Enterprises of all sizes rely on data warehouses and data lakes to manage and analyze their data. But these traditional architectures have several limitations that can hinder companies from achieving desired business objectives. With this in mind, a new concept called “data lakehouse” has emerged as an attractive solution – combining the best features of both data warehouses and data lakes.
Adam Ronthal, vice president analyst for data management and analytics at Gartner, explains that data lakehouse is a convergence of data warehouses and data lakes with two main objectives: offering the right level of data optimization to serve the target audience and physically integrating the warehouse and lake environments. This unified platform allows companies to store all types of data—from structured business records to unstructured data like social media posts—in one place for both real-time analysis and machine learning applications, unlocking more useful insights and improved decision-making.
The move to a data lakehouse model is often considered to be challenging as it involves migrating existing data workloads, ensuring compatibility and security, and allocating sufficient time and resources for a smooth business transition. Establishing a virtualization layer across existing warehouse environments can minimize disruption and cost. After that, companies should prioritize their data needs based on budget, complexity, or analytics use cases in order to start migrating their data.

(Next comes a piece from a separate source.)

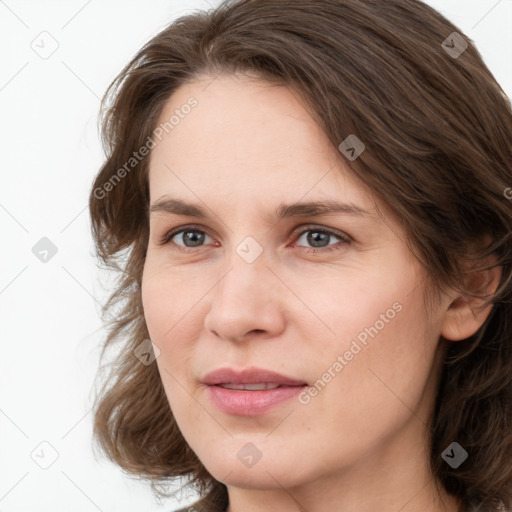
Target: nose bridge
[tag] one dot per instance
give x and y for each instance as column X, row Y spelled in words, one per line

It’s important to note that a data lakehouse model is not suitable for everyone, and transition must be based on clear business goals. However, those who successfully make the transition can experience improved flexibility, scalability and cost savings, compared to legacy architectures.
Starburst is a company that specializes in helping enterprises with their data lakehouse migration process. Field Chief Data Officer Adrian Estala advises small businesses to set up a virtual layer to maintain existing solutions and ensure business continuity before moving forward. Additionally, companies should continuously assess and test their lakehouse to make sure it is suitable for their needs.
Overall, data lakehouses offer an effective and efficient way for companies to overcome the limitations of traditional architectures and gain better access to valuable data. With the help of data lakehouse, companies can prepare for a successful data journey and get ahead of the competition.